Der Deutsche Kulturrat fordert für solche Fälle einen Notfallfonds. Gerade freiberufliche Künstler seien jetzt auf finanzielle Hilfe angewiesen. Kulturstaatsministerin Monika Grütters (CDU) kündigte am Mittwoch an, sie werde Künstler und Kultureinrichtungen „nicht im Stich” lassen.

Vielerorts werden Veranstaltungen nun auf unter 1000 Besucher begrenzt. Dazu gehört beispielsweise das Bochumer Musical „Starlight Express”. Der Saal bietet Platz für 1650 Zuschauer. In der Reihenfolge der Buchungseingänge werden nun die überschüssigen Gäste kontaktiert und gebeten, auf einen anderen Termin umzubuchen, wie die Veranstalter mitteilten. Auch das Hamburger „Mehr!Theater” will seine Zuschauerzahlen begrenzen. In dem Theater wird seit Anfang Februar die deutschsprachige Version des zweiteiligen Theaterstücks „Harry Potter und das verwunschene Kind” von J.K. Rowling aufgeführt. Die Musikalische Akademie Mannheim hatte die Besucherzahl für ihr Akademiekonzert in Absprache mit der Stadt ebenfalls auf 999 gedeckelt.

Der SPD-Gesundheitsexperte Karl Lauterbach kritisierte ein solches Vorgehen. „Die Grossveranstaltungen sollen abgesagt werden, nicht auf 1000 beschränkt. Wenn das Schule macht muss die Grenze deutlich reduziert werden”, twitterte Lauterbach am Mittwoch und sprach von einem „verantwortungslosen Vorgang”.

Doch auch die Berliner Kudammbühnen - ein Privattheater, das zur Zeit im Schiller Theater spielt - halten an der Premiere von „Mord im Orientexpress” am 22. März fest. Die Kartenzahl soll auf 999 Plätze reduziert werden. Damit will das Theater unter der maximal zugelassenen Zuschauerzahl bleiben. Sollten am Ende doch Vorstellungen bis 19. April abgesagt werden müssen, sei das eine „existenzielle Bedrohung”, sagte eine Sprecherin.

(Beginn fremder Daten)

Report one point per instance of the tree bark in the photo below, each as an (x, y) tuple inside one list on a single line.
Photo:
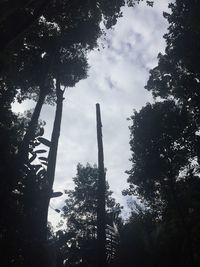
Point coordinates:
[(30, 133), (101, 219), (53, 152)]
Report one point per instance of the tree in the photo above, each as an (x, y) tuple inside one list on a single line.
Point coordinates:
[(165, 173), (178, 74), (80, 213)]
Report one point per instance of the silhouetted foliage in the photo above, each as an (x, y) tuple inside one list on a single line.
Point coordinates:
[(80, 217)]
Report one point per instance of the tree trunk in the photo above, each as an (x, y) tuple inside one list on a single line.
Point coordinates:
[(53, 150), (101, 219), (30, 133)]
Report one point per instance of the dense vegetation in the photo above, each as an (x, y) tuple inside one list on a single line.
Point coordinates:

Vor allem steht die Berliner Nachtszene unter Beobachtung, nachdem sich im Club „Trompete” gleich 17 Besucher infiziert hatten. Sie waren alle am selben Tag in der Bar am Lützowplatz. Die Clubs sehen sich wegen der Ausbreitung des Virus in ihrer Existenz gefährdet. Schon jetzt kämen weniger Besucher - eine Schließung von nur wenigen Wochen würde „unweigerlich zur Insolvenz der meisten Clubs führen”, erklärte die Clubcommission Berlin. Zu einer pauschalen Schließung habe sich das Branchen-Netzwerk noch nicht entschlossen. Doch Clubgänger sollen mit ihrer E-Mail-Adresse oder Telefonnummer registriert und die Gästeauslastung auf 70 Prozent reduziert werden.

Der Berliner Friedrichstadt-Palast muss wie andere Bühnen auch eine große Umtauschaktion stemmen: Alle Veranstaltungen der gerade bei Touristen beliebten Revue-Show „Vivid” wurden abgesagt. Rund 40 000 Karten müssen umgebucht oder zurückgegeben werden. Der Ausfall entspreche Einbußen von rund 2,1 Millionen Euro.

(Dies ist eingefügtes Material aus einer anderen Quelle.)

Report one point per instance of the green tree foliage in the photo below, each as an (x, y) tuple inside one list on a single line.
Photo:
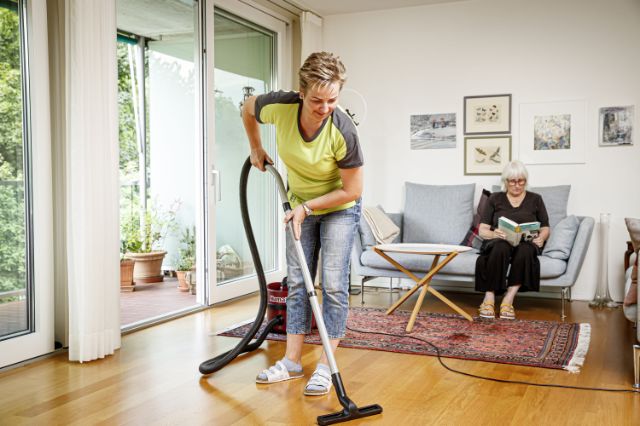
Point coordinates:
[(12, 214), (127, 133)]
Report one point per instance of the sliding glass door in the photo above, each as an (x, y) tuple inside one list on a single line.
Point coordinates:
[(245, 45), (26, 289)]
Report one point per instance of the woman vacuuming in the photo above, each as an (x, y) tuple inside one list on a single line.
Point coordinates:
[(318, 144)]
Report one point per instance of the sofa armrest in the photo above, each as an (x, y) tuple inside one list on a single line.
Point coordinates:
[(579, 250)]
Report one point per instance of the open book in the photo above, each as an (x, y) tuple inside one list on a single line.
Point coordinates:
[(516, 232)]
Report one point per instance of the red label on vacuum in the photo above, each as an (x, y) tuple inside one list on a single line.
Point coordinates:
[(276, 299)]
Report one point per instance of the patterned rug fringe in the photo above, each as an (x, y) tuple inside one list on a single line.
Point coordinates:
[(579, 354)]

Viele Veranstaltungen werden ganz abgesagt. Dazu zählt die Premiere der Oper „Fidelio” unter der Regie von Hollywood-Star und Oscar-Preisträger Christoph Waltz in Wien. Sie war für kommenden Montag geplant. Das Theater will aber eine geplante TV-Aufzeichnung umsetzen. „Wir proben ganz normal weiter”, teilte eine Sprecherin mit. Auch die Stadt Bonn hat ihr für nächste Woche geplantes Beethovenfest wegen der Corona-Epidemie abgesagt. Die Konzerte müssten ersatzlos ausfallen, bereits erworbene Tickets würden erstattet. Die Kunstmesse Tefaf in Maastricht wurde um vier Tage verkürzt und sollte bereits am Mittwochabend schließen, teilte eine Sprecherin mit.

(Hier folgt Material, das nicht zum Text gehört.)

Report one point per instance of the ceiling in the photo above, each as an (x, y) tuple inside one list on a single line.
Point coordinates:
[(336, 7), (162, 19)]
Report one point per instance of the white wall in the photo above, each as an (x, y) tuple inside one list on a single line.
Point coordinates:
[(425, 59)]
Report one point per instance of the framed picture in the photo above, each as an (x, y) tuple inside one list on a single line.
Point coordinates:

Ausgefallene Vorführungen, gestrichene Premieren - ein kleines Trostpflaster kann das Internet bieten. Die Berliner Staatsoper Unter den Linden will an diesem Donnerstag die Vorstellung der Oper „Carmen” mit Generalmusikdirektor Daniel Barenboim streamen. Andere Häuser planen Ähnliches. Einen ungewöhnlichen Schritt geht auch die Hamburger Elbphilharmonie. Am Mittwochabend sollte dort der britische Sänger James Blunt auftreten, allerdings vor leeren Rängen. Das Konzert werde stattdessen für alle kostenlos im Internet per Livestream übertragen, teilte die PR-Agentur des Sponsors mit.